Jesús Retana Vivanco
El estanque de los cocodrilos: Historias cortas donde el estanque es la vida y los cocodrilos los protagonistas

Play ball, frase que marca el inicio del juego considerado como el rey de los deportes, y es probable que así sea, aunque algunos futboleros dirían que no. Para mí el béisbol marcó una etapa importante en mi infancia, en mi juventud y en mi madurez, por no usar otro sinónimo.

Escogí el tema para distraernos un poco de la lectura política, las tribulaciones de la vacuna y demás adversidades por las que atraviesa el país.

Yucatán se ha caracterizado por ser un estado beisbolero, así que con agrado recordaré las Inolvidables tardes del beis en la calle donde vivía.

A los nueve años con unos cuantos amigos, armábamos el juego.

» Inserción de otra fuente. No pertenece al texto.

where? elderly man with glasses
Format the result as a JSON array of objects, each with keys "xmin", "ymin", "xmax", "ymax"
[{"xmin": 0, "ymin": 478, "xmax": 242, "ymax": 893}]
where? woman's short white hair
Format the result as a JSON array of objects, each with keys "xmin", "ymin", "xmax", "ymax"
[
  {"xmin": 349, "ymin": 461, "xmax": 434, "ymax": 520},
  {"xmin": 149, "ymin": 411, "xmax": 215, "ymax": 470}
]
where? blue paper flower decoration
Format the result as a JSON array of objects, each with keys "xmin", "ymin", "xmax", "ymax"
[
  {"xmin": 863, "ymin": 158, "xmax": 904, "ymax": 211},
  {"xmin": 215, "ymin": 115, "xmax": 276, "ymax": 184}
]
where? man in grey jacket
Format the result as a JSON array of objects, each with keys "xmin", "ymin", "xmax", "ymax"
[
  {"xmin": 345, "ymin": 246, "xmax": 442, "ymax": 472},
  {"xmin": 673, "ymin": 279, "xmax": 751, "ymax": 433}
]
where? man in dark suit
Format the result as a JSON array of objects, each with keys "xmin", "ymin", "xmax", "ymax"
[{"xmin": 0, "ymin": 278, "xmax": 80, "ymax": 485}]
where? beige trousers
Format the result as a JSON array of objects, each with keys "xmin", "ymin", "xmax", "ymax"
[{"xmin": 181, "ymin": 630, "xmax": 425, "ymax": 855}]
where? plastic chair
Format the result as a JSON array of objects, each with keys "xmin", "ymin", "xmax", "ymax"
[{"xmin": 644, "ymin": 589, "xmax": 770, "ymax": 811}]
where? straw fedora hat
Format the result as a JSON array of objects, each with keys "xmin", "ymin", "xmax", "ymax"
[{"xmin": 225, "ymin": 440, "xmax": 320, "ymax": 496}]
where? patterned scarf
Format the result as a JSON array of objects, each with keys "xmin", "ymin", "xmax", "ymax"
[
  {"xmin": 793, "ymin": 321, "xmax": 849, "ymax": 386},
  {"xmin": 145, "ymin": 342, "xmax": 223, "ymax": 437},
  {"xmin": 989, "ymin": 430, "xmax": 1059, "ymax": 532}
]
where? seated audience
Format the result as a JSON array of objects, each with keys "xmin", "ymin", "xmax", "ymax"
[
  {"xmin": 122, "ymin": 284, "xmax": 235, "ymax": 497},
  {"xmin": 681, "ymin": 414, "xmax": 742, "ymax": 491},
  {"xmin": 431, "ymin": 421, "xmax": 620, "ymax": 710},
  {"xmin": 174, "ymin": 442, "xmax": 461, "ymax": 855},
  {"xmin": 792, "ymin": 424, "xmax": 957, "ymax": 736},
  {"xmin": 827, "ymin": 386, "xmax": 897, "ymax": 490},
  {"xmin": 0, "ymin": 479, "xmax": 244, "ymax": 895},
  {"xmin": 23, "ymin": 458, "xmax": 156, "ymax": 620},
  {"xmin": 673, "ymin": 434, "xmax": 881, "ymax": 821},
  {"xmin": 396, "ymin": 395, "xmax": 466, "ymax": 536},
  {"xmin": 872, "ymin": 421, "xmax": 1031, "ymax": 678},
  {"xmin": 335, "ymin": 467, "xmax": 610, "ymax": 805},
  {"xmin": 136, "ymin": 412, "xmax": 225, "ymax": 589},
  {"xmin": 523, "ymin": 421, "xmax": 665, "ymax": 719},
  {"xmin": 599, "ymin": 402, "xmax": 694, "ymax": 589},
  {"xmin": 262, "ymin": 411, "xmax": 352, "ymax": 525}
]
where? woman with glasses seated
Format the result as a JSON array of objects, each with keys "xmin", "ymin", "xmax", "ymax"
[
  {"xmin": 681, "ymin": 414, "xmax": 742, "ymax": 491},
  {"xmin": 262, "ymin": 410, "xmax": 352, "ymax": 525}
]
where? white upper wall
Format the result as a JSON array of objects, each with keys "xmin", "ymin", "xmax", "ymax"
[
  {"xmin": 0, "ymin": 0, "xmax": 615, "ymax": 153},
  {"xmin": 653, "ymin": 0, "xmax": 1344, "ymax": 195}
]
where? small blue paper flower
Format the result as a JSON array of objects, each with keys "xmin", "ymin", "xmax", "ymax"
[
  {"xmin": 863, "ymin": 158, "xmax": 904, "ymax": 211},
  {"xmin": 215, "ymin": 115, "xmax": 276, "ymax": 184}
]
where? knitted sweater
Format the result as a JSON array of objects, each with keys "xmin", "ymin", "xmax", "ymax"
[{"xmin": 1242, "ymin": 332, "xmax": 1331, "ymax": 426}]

Bastaba una pelota de esponja de tamaño mediano. Como manopla, las manos; como bate, el puño cerrado. La primera y tercera base, dos coladeras banqueteras; la segunda, un viejo cojín que sacaba Pepe de su casa.

Nuestro equipo tenía a los Novoa, dos hermanos muy buenos que al paso de los años uno de ellos llego a jugar en la Metropolitana, una liga juvenil semillero de buenos peloteros que se jugaba en el entonces Parque del Seguro Social cuando terminaba la Liga Mexicana de Béisbol.

Mis vivencias con este deporte han sido increíbles. De adolescente, ya con manopla y bate, jugábamos en una improvisada liga en el parque 18 de Marzo de la Ciudad de México.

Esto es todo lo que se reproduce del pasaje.